As several international organizations hatch new ways to impose control over online activities, genuine multi-stakeholder input in policy development becomes extremely crucial. The sixth UN Internet Governance Forum (IGF), held in Nairobi, Kenya, was an important venue for discussing competing models for governing the Internet.

EFF played a pivotal role in shaping the dialogue at this forum, and we were able to push our policies to enhance free expression and privacy, while preventing various government and corporate efforts at mobilizing Internet intermediaries to police the Internet. EFF explained why the effort to utilize Internet intermediaries--from Comcast to Youtube--as tools for surveillance and censorship is a dangerous and misguided policy that will impede innovation and freedom of expression.

At a workshop organized by the Council of Europe (CoE), EFF presented our analysis of the set of Internet governance principles produced by the Organization for Economic Cooperation and Developments (OECD) and the Council of Europe.

EFF supported the CoE’s principles because they create a solid foundation by stating that any Internet governance arrangement must ensure protection of fundamental rights, democracy and the rule of law. The CoE also adopted a resolution recognizing that the right to freedom of expression is fully applicable to domain names. We also praised the U.N report on Freedom of Expression and Opinion for freeing private entities from the burden of policing the Internet. “...Censorship measures should never be delegated to a private entity, and that no one should be held liable for content on the Internet of which they are not the author...”

We reiterated our criticism of the OECD Internet governance principles adopted in June, for encouraging states to turn Internet intermediaries into Internet cops. These intermediaries are uniquely placed to exert an unprecedented level of censorship and surveillance since our most valuable information is transmitted through their services. Such new measures that seek Internet companies to deter infringement give Internet companies powerful incentives to surveil their customers.

Dramatic examples of intermediaries becoming spies, censors, and informants abound. In the U.S., the Department of Homeland Security is using domain name registrars to confiscate domain names accused of copyright infringement (EFF is fighting these improper seizures).

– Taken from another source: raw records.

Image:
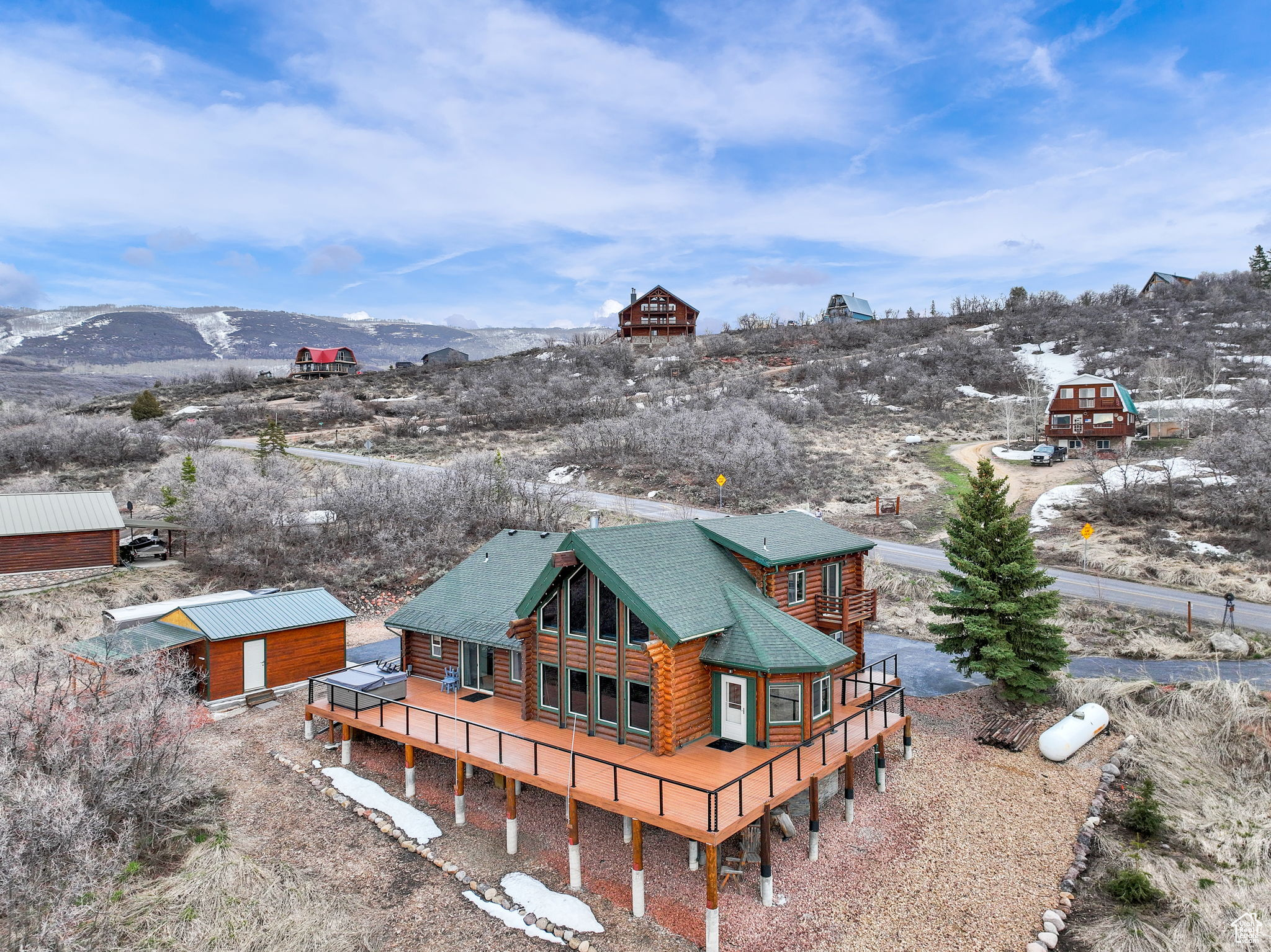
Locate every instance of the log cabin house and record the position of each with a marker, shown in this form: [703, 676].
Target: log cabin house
[238, 646]
[313, 362]
[688, 674]
[656, 318]
[1091, 412]
[60, 531]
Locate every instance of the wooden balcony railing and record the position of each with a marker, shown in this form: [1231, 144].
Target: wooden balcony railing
[853, 605]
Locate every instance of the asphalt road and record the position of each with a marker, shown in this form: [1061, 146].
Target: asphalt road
[1077, 585]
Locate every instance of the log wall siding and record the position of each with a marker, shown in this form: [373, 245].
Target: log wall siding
[289, 657]
[52, 550]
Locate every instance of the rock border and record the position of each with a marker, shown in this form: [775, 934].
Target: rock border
[1054, 920]
[465, 880]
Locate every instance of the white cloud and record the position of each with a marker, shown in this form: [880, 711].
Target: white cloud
[332, 257]
[17, 287]
[140, 257]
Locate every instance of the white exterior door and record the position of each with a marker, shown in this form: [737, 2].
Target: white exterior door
[253, 665]
[732, 708]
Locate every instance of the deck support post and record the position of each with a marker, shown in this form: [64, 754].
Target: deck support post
[637, 840]
[460, 812]
[765, 857]
[575, 850]
[850, 789]
[510, 788]
[712, 900]
[814, 819]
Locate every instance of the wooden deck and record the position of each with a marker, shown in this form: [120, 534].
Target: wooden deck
[698, 792]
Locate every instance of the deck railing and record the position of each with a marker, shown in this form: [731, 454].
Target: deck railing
[853, 605]
[789, 765]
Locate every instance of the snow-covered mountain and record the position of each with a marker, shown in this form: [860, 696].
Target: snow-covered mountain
[109, 333]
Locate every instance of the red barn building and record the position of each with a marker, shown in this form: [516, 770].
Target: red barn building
[656, 318]
[323, 361]
[1091, 412]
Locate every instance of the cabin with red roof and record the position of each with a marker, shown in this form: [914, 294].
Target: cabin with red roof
[323, 361]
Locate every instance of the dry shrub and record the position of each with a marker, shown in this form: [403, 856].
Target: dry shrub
[1206, 750]
[225, 902]
[94, 775]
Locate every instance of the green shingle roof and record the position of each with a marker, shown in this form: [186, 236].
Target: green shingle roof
[267, 613]
[480, 598]
[131, 642]
[764, 639]
[781, 538]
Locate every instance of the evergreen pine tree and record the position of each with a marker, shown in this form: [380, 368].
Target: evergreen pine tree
[146, 407]
[998, 605]
[1260, 266]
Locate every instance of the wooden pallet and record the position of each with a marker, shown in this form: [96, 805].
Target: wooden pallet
[1008, 732]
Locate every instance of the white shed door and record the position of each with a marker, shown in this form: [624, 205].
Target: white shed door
[253, 665]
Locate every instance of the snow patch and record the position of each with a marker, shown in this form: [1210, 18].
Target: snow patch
[510, 919]
[567, 912]
[413, 823]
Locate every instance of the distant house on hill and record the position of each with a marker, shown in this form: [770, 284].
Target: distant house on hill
[314, 362]
[1091, 410]
[843, 308]
[656, 318]
[446, 355]
[1159, 279]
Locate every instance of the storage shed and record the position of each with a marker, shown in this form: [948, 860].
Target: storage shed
[242, 645]
[51, 532]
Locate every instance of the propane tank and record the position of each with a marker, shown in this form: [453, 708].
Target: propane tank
[1074, 731]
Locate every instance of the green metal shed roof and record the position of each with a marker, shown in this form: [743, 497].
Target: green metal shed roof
[781, 538]
[267, 613]
[131, 642]
[34, 514]
[481, 596]
[765, 639]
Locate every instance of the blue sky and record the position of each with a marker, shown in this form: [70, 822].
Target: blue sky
[526, 164]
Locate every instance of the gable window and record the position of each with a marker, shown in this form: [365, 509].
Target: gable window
[549, 686]
[784, 703]
[820, 697]
[796, 588]
[606, 699]
[606, 613]
[637, 632]
[578, 603]
[639, 707]
[549, 614]
[577, 693]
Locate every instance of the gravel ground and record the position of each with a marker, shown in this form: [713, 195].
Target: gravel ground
[963, 852]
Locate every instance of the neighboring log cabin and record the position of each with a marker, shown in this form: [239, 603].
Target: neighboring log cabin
[313, 362]
[689, 674]
[656, 318]
[1091, 412]
[238, 646]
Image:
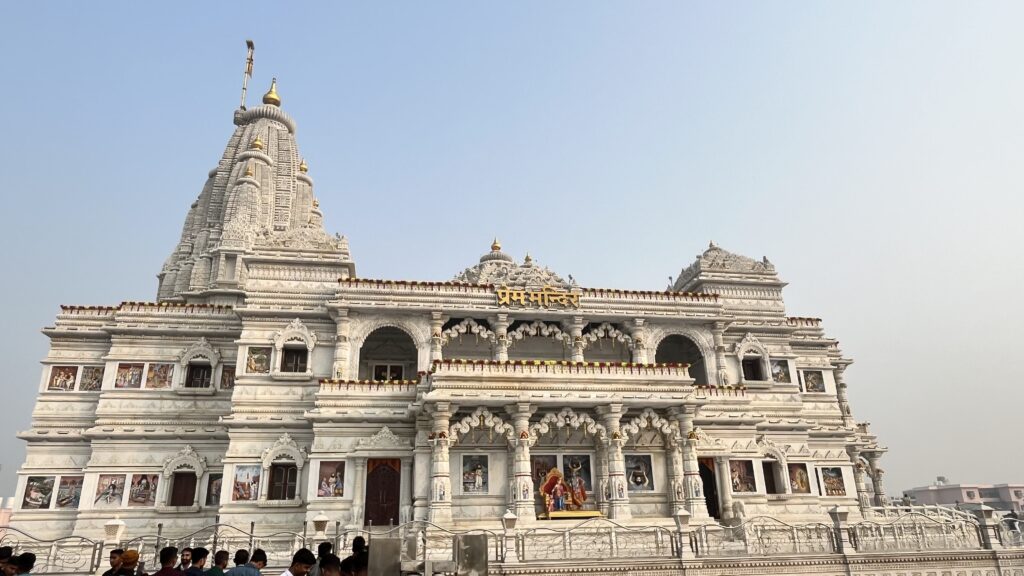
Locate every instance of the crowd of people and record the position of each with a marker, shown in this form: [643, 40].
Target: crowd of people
[190, 562]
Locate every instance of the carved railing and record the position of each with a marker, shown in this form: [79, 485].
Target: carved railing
[915, 532]
[932, 510]
[596, 538]
[72, 554]
[762, 536]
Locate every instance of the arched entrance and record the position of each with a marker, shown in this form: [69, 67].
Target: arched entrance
[680, 350]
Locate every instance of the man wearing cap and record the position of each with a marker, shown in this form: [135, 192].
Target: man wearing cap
[129, 564]
[200, 556]
[301, 563]
[168, 558]
[115, 562]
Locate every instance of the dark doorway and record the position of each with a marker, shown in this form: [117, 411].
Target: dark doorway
[383, 484]
[707, 466]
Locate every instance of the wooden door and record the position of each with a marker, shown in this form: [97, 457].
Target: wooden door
[383, 489]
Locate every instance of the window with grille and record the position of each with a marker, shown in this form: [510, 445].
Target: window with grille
[199, 376]
[294, 360]
[182, 489]
[284, 480]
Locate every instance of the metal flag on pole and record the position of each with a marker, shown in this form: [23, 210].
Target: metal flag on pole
[249, 72]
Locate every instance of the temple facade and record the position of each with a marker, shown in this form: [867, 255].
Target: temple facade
[267, 382]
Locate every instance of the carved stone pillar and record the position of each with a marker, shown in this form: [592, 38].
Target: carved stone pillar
[576, 331]
[639, 341]
[863, 501]
[358, 491]
[877, 474]
[406, 496]
[693, 486]
[844, 403]
[723, 374]
[619, 503]
[501, 337]
[602, 488]
[522, 480]
[440, 479]
[436, 323]
[342, 350]
[724, 478]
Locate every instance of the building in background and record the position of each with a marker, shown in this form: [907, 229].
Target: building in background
[1005, 498]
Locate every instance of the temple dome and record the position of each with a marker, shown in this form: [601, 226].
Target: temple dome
[499, 268]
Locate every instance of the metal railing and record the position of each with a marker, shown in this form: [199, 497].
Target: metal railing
[762, 536]
[72, 554]
[915, 531]
[596, 538]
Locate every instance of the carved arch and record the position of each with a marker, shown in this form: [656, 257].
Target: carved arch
[199, 348]
[650, 419]
[296, 331]
[539, 328]
[186, 458]
[419, 332]
[468, 326]
[701, 337]
[566, 418]
[481, 418]
[285, 449]
[606, 330]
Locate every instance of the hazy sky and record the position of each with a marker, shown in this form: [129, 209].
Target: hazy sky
[871, 150]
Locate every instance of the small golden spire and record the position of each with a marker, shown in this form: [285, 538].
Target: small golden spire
[271, 96]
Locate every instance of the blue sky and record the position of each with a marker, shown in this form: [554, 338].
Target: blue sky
[871, 150]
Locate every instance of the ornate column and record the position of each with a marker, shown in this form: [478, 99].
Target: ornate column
[844, 403]
[619, 503]
[406, 497]
[601, 488]
[692, 484]
[718, 332]
[877, 472]
[576, 331]
[501, 324]
[341, 342]
[639, 341]
[436, 323]
[358, 491]
[863, 501]
[440, 479]
[522, 479]
[724, 486]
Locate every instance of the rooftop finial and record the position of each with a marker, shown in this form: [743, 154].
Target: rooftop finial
[271, 96]
[249, 72]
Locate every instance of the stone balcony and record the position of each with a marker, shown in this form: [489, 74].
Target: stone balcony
[568, 383]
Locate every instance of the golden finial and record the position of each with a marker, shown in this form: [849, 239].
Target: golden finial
[271, 96]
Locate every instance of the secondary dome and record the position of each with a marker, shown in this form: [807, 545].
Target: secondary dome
[498, 268]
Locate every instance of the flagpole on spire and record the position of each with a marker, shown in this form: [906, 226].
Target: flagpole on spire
[249, 72]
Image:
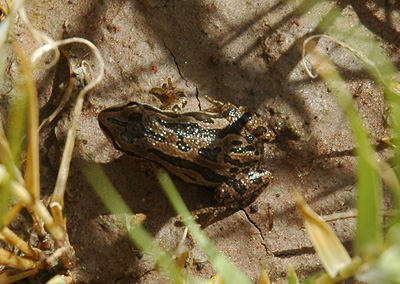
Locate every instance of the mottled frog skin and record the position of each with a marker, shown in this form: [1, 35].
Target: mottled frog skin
[219, 148]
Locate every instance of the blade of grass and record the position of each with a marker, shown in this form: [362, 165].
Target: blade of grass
[226, 269]
[32, 172]
[138, 235]
[330, 250]
[369, 234]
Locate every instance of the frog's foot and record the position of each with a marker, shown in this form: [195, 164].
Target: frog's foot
[173, 98]
[242, 188]
[210, 212]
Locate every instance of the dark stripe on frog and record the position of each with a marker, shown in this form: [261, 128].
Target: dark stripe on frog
[210, 153]
[237, 185]
[206, 173]
[133, 129]
[199, 116]
[249, 148]
[194, 129]
[229, 160]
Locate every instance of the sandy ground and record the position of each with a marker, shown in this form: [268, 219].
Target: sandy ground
[244, 52]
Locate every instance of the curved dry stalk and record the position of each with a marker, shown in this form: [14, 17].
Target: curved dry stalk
[357, 53]
[57, 201]
[11, 276]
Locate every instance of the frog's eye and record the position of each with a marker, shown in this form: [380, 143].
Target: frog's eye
[264, 133]
[260, 130]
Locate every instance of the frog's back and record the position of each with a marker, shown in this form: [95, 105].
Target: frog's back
[200, 147]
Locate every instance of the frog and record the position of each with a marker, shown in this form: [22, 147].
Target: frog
[221, 147]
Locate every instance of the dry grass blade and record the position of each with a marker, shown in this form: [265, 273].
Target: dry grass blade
[12, 238]
[11, 260]
[12, 276]
[331, 252]
[57, 202]
[32, 173]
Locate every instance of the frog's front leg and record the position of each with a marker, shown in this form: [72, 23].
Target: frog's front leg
[242, 188]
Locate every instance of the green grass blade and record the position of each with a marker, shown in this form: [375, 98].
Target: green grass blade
[228, 271]
[138, 235]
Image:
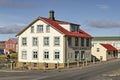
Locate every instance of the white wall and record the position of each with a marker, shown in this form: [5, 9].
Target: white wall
[102, 52]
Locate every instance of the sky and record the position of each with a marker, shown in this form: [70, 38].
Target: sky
[96, 17]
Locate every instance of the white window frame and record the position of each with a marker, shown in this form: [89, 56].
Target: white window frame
[35, 54]
[48, 28]
[39, 28]
[32, 29]
[98, 49]
[46, 41]
[24, 41]
[34, 41]
[57, 55]
[46, 54]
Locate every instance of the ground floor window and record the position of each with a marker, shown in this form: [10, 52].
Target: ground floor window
[46, 65]
[34, 64]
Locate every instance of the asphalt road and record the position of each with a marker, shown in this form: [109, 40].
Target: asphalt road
[92, 72]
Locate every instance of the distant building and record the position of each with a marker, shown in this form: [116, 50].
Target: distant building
[50, 43]
[11, 45]
[114, 41]
[104, 52]
[2, 47]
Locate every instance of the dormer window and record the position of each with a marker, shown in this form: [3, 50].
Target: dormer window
[32, 29]
[39, 28]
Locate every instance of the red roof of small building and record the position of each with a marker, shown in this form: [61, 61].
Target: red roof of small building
[109, 47]
[55, 25]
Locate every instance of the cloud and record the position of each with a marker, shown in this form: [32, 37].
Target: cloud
[104, 24]
[11, 29]
[16, 4]
[102, 6]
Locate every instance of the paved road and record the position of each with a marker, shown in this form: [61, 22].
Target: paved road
[92, 72]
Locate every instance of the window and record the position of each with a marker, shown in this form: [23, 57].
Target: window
[76, 55]
[98, 50]
[35, 54]
[35, 65]
[24, 41]
[57, 55]
[24, 55]
[69, 41]
[87, 42]
[82, 42]
[46, 65]
[47, 28]
[32, 29]
[56, 41]
[82, 54]
[76, 41]
[46, 54]
[72, 28]
[35, 41]
[46, 41]
[39, 28]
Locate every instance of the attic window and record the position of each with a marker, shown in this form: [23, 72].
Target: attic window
[48, 28]
[39, 28]
[74, 28]
[32, 29]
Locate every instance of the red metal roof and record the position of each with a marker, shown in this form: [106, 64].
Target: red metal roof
[109, 47]
[56, 25]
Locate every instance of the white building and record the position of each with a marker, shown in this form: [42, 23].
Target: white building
[50, 43]
[114, 41]
[104, 52]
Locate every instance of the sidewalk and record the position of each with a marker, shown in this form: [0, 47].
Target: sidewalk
[61, 69]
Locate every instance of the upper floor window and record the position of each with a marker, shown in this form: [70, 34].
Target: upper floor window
[39, 28]
[46, 54]
[35, 54]
[76, 41]
[98, 49]
[69, 41]
[82, 42]
[32, 29]
[46, 41]
[72, 28]
[87, 42]
[24, 55]
[35, 41]
[47, 28]
[24, 41]
[57, 55]
[56, 40]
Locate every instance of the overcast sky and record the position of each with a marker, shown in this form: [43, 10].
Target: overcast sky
[96, 17]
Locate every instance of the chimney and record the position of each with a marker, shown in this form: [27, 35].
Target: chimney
[51, 15]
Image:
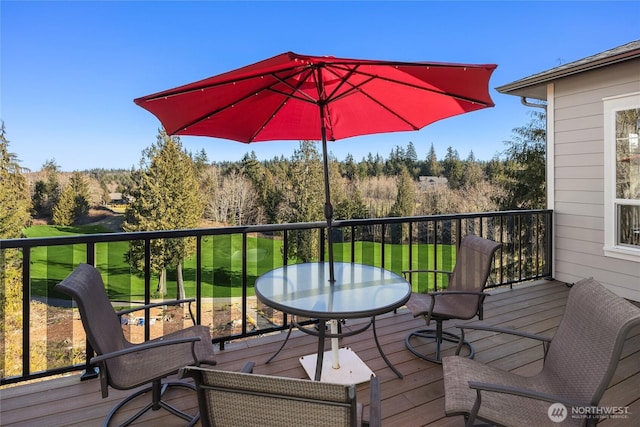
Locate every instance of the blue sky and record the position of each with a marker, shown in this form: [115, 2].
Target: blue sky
[70, 70]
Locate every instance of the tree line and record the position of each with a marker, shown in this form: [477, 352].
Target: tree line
[173, 189]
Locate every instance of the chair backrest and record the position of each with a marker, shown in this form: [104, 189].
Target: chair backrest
[586, 347]
[101, 324]
[244, 399]
[473, 264]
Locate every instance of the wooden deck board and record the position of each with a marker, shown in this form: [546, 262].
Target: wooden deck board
[416, 400]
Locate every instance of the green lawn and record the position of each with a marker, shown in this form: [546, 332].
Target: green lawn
[221, 261]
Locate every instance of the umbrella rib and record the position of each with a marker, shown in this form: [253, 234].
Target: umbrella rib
[287, 96]
[358, 88]
[415, 86]
[238, 100]
[177, 91]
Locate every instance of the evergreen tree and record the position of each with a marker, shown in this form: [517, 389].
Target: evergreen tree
[526, 165]
[73, 202]
[15, 206]
[80, 189]
[47, 193]
[14, 196]
[269, 194]
[166, 197]
[305, 199]
[63, 211]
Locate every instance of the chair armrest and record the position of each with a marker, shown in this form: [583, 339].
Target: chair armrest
[427, 271]
[248, 368]
[155, 304]
[375, 406]
[144, 346]
[478, 293]
[523, 392]
[480, 327]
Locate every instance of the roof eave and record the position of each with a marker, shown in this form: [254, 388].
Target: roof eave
[535, 86]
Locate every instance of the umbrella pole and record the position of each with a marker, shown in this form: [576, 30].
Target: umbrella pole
[328, 208]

In Ireland, ISPs have voluntarily begun cutting off citizens from the Internet based on allegations of copyright infringement. Several major U.S. Internet access providers struck a deal with big content industry to cut user’s Internet access based on allegations of copyright infringement. Yet millions of subscribers who will be governed by the deal were absent from the discussion.

During the meeting, we asked OECD member countries to further improve its multi-stakeholder discussions in future negotiations on Internet intermediaries to achieve consensus among all stakeholders. The process must respect international human rights as a baseline for any policy dialogue.

The users must be represented in the development of Internet policy because the future of the Internet is too important to be left to companies and governments alone.  The only way to get users’ views involved is a multi-stakeholder process, providing versatility, quicker responsiveness to changing situations, and an opportunity to directly persuade governments.

Multi-stakeholder processes cannot be multi-stakeholder in name only. Civil society must ensure the users’ inputs are included, and not left by the wayside. We should remain wary of the risk of multi-stakeholder processes being rendered moot by secret negotiations that circumvent transparent discussion. While negotiations at the OECD were held in Paris, recent documents disclosed by a Freedom of Information Act request revealed how, according to Wired, U.S. top ranking officials actively participated in “secret negotiations between Hollywood, the recording industry, and ISPs to disrupt access for users suspected of violating copyright law.” Such backroom deal-making cut the users out, to the detriment of the web's future.

The informal nature of IGF provided a vibrant space where all participants could debate openly. The forum, which was attended by governments, non-profits and companies from around the world present an amazing opportunity to reach out to governments and build global coalitions with civil society and like-minded organizations. More than ever, International cooperation among civil society needs to be strengthened to muster public outcry. EFF will continue to move forward policies that protect the open Internet and affirm existing limits on the liability of Internet intermediaries. We will continue to oppose legal and policy frameworks that encourage Internet intermediaries to filter and block online content or disconnect users from the Internet.